If You Do Nothing Else

Blog looked long, couldn’t read. I get it. You work too hard to worry about the details, and you know that you’ll be okay financially. You don’t have time for life hacks or tweaks and you’re okay not being financially independent in your thirties-but if you have ten minutes, do three of these four things. They are the fastest, lowest-input, hassle-free moves that will put you ahead of 95% of us (I made that number up, but it’s close.) It’s hard to put an exact value on this advice, but if I had to, it would be $1.4 million. Not bad for ten minutes. Read below for why.

Track your net worth while watching your loans, accounts, and investments in one place. I chose to use Personal Capital to do all of these things and monitor the progress towards positive net worth. You can alternatively use Mint. I’ve tried both and have found that Personal Capital is less day-to-day hassle from an email and troubleshooting perspective, but go with your gut. Both Personal Capital and Mint are free. You can use these for budgeting or just to gauge how much you really spend on specific things.

If you’re making money (residency, fellowship, side jobs): open a Roth IRA and set up an automatic withdrawal for $458 a month. Use it to buy an index fund like Vanguard’s VTSAX, VIMAX, or VTI, or Fidelity’s FSTVX or FSCKX. This will max your contribution out each year before you have a chance to spend this money. It’ll also give you the quickest, easiest investment choice that historically beats almost every individual stock picker, to the tune of 7-10% annually. At retirement age (assuming thirty years from now), that single month’s contribution will be worth around $4,239.71. If you do this starting in residency at 26 and keep it up until 65, it’ll add up to over $1.3 million. You can (should) tinker with how this is allocated down the road. Unless you’ve finished training, or love personal finance, now is not that time.

If you’re in school and can’t afford to set aside $458 a month: open a Roth IRA anyway. File a tax return where you report at least $510 in income, which can be from babysitting your nephew or selling your bike or donating your plasma one time. Claim the earned income tax credit ($510 for single filers), and invest all of it as above. That’s free money well invested. If you do this each year, this free money from four years of professional school will be worth around $43,585 when you hit 65.

Calculate the value of your time, and use it to make purchasing decisions: If you’re a resident, I’ve done the math for you. As an intern I made roughly $7.20 an hour (after taxes and insurance withdrawals). Keep that number in mind when you try to decide if you want to spend two hour’s wages on lunch or 11 hour’s work on a sweater.

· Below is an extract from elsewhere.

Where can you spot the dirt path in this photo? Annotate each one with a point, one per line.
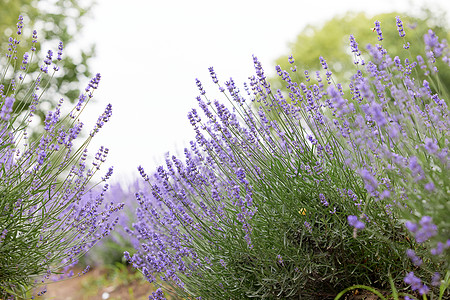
(94, 286)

If you’re a student, the calculation is different, because you’re probably not making much (even though I think you can and should). Instead, use the cost of a dollar after it’s been paid off at current student interest rates. If it takes you 20 years to pay off your loans and they’re at 6.8% like mine, every dollar will eventually cost $4.70 (4 years interest + compounding for 20 years). You’ll actually need to make more than that to pay that off after taxes, but since you’ll also refinance and hopefully pay it off faster, we’ll call it a draw. That means lattes cost $18.80 and taking care of a dog for a year (average $1,000) costs $4,700. My advice: live well by being dollar smart and penny stupid. Buy a bunch of lattes but no dogs, and only the sweaters that you need.